Hugar is a duo of Bergur Þórisson and Pétur Jónsson from Iceland. Although they are just two, their sound becomes quite a bit larger by adding overdubs, a string quartet, unidentified horns, and synthesizers. Varða, [pronounced VAR-thah] is only their second recording. You’ll hear elements of other Icelanders like Sigur Ros, Olafur Arnalds and Johan Johannsson, but who they resemble most is the American ambient guitar group, Hammock. Tracks like “Fold,” with its tremulous guitar melody and backwards track, share a sensibility with Hammock’s recent recordings.
Unlike Hammock, Hugar tend toward the miniature, composing short vignettes between one and a half and 4 minutes long. In the era of progressive music from which this emerges, length is often wrongly equated with profundity and depth, but Hugar shows that you can go on a profound and elaborate journey in only a few minutes. Their more extended tracks take that form and lengthen it to five or six minutes of epic build. This is especially true of “Rok” which starts as a slowly, relentlessly-rising string track before morphing into screaming post-rock guitar distortion. That’s appropriate for this tone poem whose title means gale.
Hugar’s music employs a curious mix of antique and broken sounds, with modern electronic, rock and classical instrumentation. The clattering and squeaky piano heard on “Grandi”, “Ro” or “Dypi,” sounds like it’s falling apart as it struggles to bring forth the melody. On the other hand, “Haf,” which translates as Sea, features the modern drone of synthesizers, electric guitars and full-bodied classical strings.
You might be able to discern from the titles already cited that the band’s metaphorical language is drawn from the weather and landscapes of Iceland. It’s always an easy critical trope to ascribe these characteristics to music coming out of the island nation, but in this case, that’s what this album is about. “Varða ” is the name for cairns that dot pathways on the island.

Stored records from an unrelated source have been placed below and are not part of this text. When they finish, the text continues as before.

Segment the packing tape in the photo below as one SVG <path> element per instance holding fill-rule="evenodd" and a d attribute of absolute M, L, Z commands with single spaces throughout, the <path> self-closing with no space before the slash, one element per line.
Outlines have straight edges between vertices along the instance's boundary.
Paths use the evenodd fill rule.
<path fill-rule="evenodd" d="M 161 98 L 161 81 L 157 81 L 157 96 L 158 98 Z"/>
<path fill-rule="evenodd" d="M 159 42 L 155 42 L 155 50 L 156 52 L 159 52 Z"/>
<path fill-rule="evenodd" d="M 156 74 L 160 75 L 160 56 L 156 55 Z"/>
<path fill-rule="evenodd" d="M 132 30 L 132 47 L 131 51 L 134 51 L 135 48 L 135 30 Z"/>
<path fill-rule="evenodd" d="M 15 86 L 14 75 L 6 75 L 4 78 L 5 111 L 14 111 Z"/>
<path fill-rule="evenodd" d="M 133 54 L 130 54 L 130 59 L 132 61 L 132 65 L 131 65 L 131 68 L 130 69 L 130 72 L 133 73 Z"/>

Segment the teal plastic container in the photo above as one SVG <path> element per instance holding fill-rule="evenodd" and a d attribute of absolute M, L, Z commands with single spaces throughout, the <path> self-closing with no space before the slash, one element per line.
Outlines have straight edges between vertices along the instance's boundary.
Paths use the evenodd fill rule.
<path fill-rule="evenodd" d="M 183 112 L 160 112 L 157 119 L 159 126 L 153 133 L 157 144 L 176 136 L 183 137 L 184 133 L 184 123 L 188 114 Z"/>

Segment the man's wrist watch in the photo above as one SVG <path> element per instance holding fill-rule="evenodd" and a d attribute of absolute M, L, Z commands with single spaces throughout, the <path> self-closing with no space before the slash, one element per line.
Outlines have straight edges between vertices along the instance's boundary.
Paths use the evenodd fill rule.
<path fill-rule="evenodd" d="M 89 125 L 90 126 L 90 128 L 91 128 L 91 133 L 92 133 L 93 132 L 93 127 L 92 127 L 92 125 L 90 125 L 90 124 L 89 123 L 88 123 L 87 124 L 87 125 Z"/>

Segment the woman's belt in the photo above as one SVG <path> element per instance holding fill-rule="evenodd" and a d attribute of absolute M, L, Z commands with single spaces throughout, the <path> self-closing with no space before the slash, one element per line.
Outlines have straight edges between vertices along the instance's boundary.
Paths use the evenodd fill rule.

Varða often seems to be the sound of triumph, but it’s also the sound of deep melancholy and loss, none more poignant than “Oroi” which means “disorder” or “unrest”. Its plangent synthesizer melody is deployed through delays echoing into solemn space. Varða is 21st century classical music that would sit comfortably within the sonic strains of Samuel Barber, Gyorgy Ligeti and Morton Feldman. It’s also a perfect Autumnal album as summer ends and we slide into the Fall.